This allowed the easy formulation of a fanzine, created through submissions by each of its fifty-strong membership, who could all contribute short submissions on a regular basis. Compiled in the regular APA mold by a "central mailer" (in which role Bails first served), copies of the membership's individual submissions could then be collated and mailed out to everyone. "Now," explained fandom historian Bill Schelly, "fans could get into print and retain editorial control of their material, without publishing their own fanzine."
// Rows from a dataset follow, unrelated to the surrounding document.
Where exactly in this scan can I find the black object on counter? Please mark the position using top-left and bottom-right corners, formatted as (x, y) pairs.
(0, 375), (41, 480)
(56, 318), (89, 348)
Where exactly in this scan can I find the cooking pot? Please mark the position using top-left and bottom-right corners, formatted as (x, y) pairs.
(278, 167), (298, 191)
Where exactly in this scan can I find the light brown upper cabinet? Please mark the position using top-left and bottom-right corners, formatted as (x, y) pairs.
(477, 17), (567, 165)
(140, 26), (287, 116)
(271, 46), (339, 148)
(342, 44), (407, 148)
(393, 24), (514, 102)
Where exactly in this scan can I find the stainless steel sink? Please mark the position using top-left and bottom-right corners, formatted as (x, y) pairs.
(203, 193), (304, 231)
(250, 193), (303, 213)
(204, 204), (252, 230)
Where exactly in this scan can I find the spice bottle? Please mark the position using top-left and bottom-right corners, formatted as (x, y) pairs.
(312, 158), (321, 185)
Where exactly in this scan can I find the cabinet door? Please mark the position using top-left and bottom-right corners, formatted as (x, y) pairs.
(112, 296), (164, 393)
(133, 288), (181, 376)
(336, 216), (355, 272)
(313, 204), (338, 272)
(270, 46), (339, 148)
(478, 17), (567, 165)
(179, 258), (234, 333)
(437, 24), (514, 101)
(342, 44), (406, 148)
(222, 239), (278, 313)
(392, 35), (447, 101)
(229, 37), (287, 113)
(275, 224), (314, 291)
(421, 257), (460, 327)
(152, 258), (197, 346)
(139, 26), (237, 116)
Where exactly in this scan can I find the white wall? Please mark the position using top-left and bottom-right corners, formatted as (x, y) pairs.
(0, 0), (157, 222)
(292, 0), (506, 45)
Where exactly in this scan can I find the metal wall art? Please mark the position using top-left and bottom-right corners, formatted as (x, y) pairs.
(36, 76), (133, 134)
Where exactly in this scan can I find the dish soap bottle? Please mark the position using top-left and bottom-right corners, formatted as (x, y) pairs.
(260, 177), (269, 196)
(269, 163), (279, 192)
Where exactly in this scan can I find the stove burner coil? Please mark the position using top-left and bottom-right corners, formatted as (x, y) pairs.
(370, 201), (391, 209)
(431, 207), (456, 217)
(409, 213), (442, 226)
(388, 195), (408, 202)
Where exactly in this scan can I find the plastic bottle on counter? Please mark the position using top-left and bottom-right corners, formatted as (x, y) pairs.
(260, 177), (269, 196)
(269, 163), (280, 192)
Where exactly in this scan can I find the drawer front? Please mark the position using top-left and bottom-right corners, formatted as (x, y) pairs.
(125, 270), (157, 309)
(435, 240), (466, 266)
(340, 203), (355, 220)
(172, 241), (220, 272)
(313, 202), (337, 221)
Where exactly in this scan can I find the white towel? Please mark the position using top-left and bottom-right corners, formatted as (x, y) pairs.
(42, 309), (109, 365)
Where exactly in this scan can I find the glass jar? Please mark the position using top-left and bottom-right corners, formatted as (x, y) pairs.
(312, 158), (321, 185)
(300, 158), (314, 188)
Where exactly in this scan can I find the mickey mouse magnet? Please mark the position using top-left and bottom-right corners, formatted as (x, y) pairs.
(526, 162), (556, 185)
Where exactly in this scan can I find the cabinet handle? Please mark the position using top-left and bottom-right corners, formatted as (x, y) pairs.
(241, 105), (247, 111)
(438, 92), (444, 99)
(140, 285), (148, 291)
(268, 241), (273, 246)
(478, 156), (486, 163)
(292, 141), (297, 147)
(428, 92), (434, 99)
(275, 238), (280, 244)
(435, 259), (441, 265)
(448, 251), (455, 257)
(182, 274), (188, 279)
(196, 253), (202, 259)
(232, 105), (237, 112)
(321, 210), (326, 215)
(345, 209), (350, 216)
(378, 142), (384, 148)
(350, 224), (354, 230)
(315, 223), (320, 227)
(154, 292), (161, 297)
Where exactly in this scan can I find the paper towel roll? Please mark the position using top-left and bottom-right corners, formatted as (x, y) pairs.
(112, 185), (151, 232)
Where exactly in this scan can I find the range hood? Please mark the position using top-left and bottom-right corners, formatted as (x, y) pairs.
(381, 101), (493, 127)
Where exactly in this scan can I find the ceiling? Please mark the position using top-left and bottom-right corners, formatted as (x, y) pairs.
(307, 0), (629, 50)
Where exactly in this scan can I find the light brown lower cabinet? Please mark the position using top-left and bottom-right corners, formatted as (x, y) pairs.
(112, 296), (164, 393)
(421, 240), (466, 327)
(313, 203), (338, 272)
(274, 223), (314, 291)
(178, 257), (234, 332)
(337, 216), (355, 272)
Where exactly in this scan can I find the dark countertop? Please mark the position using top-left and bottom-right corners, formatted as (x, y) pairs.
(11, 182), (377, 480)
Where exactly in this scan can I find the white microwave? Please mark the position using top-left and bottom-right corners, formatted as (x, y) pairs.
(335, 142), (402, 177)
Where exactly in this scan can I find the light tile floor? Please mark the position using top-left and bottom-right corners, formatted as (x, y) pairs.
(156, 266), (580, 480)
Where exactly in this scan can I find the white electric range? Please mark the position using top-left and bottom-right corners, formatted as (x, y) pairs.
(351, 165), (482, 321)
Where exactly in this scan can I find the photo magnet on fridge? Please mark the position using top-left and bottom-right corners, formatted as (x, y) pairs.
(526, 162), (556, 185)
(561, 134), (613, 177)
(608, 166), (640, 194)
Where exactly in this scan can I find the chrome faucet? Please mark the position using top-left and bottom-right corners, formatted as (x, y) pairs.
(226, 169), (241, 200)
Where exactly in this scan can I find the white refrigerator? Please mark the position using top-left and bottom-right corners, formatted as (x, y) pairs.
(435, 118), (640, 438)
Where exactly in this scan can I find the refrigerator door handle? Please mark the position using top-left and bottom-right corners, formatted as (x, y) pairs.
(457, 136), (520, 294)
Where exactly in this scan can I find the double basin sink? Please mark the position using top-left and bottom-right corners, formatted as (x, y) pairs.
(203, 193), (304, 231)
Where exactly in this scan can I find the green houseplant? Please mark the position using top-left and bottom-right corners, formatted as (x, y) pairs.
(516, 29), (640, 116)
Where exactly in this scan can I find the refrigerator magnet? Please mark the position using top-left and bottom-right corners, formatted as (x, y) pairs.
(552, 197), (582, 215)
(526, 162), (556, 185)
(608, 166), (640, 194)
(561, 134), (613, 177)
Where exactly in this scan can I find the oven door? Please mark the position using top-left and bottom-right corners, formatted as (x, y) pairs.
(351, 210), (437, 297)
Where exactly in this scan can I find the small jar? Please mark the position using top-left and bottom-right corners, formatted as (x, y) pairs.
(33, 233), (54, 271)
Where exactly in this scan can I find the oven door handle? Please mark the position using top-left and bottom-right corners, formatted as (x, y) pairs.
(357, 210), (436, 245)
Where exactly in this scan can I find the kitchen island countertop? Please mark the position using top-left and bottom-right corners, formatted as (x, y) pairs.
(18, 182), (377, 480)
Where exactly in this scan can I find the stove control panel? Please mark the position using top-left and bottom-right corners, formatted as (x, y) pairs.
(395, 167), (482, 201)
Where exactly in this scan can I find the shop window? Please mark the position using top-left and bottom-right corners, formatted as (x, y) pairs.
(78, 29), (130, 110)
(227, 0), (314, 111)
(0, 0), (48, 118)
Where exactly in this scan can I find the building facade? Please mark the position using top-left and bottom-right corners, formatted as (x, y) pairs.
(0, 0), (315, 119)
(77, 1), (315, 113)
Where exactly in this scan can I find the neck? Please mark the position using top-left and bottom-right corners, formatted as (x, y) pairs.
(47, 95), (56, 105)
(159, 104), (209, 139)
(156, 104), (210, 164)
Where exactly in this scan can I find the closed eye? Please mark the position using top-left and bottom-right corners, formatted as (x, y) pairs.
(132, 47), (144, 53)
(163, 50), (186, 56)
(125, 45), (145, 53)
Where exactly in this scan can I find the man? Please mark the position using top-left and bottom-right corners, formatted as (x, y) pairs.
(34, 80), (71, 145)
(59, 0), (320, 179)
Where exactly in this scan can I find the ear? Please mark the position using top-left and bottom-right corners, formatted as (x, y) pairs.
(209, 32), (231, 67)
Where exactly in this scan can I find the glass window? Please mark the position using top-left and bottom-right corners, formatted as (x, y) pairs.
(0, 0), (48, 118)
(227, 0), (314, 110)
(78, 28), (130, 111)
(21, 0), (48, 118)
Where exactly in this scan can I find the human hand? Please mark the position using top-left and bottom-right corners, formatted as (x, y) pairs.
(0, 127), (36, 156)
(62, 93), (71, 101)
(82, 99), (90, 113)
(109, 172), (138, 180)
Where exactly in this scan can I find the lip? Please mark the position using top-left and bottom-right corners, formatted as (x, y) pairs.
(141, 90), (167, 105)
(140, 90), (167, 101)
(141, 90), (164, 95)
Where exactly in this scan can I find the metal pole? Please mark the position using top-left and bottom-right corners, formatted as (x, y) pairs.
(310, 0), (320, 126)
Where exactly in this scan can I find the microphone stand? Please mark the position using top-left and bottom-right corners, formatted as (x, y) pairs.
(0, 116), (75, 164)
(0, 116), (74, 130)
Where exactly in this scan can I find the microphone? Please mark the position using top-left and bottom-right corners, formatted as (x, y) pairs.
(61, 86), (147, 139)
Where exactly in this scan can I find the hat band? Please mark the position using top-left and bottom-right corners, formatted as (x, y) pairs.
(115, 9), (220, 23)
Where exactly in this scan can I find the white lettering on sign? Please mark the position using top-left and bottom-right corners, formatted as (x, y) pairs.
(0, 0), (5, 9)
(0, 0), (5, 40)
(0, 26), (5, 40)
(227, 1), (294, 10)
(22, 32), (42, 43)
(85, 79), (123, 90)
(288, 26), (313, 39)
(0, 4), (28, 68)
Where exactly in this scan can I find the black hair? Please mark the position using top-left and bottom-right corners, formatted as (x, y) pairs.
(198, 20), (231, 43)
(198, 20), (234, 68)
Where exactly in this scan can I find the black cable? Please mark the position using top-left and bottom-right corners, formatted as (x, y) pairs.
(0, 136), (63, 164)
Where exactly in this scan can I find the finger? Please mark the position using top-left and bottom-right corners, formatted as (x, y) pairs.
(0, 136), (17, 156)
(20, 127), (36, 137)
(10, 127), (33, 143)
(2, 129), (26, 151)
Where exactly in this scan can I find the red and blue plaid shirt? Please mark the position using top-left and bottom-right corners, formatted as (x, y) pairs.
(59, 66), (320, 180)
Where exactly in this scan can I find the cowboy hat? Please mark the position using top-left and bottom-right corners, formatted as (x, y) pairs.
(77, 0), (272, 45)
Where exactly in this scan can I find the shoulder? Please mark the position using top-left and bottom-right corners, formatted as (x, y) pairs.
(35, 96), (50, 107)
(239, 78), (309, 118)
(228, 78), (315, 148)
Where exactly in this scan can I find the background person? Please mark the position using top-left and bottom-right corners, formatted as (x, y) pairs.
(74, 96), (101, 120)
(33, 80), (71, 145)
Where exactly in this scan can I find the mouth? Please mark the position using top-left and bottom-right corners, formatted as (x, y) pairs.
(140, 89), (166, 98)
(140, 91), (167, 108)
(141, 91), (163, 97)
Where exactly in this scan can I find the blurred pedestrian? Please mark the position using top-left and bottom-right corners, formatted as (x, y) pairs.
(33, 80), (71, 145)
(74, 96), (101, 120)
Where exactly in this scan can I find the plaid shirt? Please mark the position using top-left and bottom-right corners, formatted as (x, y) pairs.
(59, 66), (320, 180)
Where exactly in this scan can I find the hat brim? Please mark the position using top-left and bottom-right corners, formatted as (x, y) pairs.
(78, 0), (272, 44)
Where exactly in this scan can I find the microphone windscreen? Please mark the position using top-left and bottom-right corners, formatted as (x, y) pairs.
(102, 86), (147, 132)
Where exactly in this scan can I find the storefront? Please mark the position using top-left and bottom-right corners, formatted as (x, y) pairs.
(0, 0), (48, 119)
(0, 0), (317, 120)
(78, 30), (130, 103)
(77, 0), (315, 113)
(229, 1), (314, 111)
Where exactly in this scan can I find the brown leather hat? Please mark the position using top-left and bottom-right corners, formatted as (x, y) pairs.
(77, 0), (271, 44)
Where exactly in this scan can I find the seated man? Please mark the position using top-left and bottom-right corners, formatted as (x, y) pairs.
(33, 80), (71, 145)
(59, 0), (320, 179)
CAPA-alpha soon grew to its present limit of fifty members, becoming along the way the archetype for most subsequent comics APAs. Besides Bails, notable members have included Mark Evanier, Carl Gafford, Fred Patten, Richard and Wendy Pini, Neal Pozner, Roy Thomas, Tony Isabella, Bob Ingersoll, Dan Alderson, Dave Kaler, Ralph Alfonso, Rick Norwood, Don Markstein, Dwight Decker, Rob Solomon, Rocky Bronstein, Tom Stern, Jim Korkis, Richard Morrissey, Harry Broertjes, Jim Chadwick, Wayne DeWald, Meloney Crawford, Gary Brown, Alan Hutchinson, Jeffrey H. Wasserman, and Don and Maggie Thompson.

In addition, Michael Barrier's animation fanzine Funnyworld started as a CAPA-alpha contribution.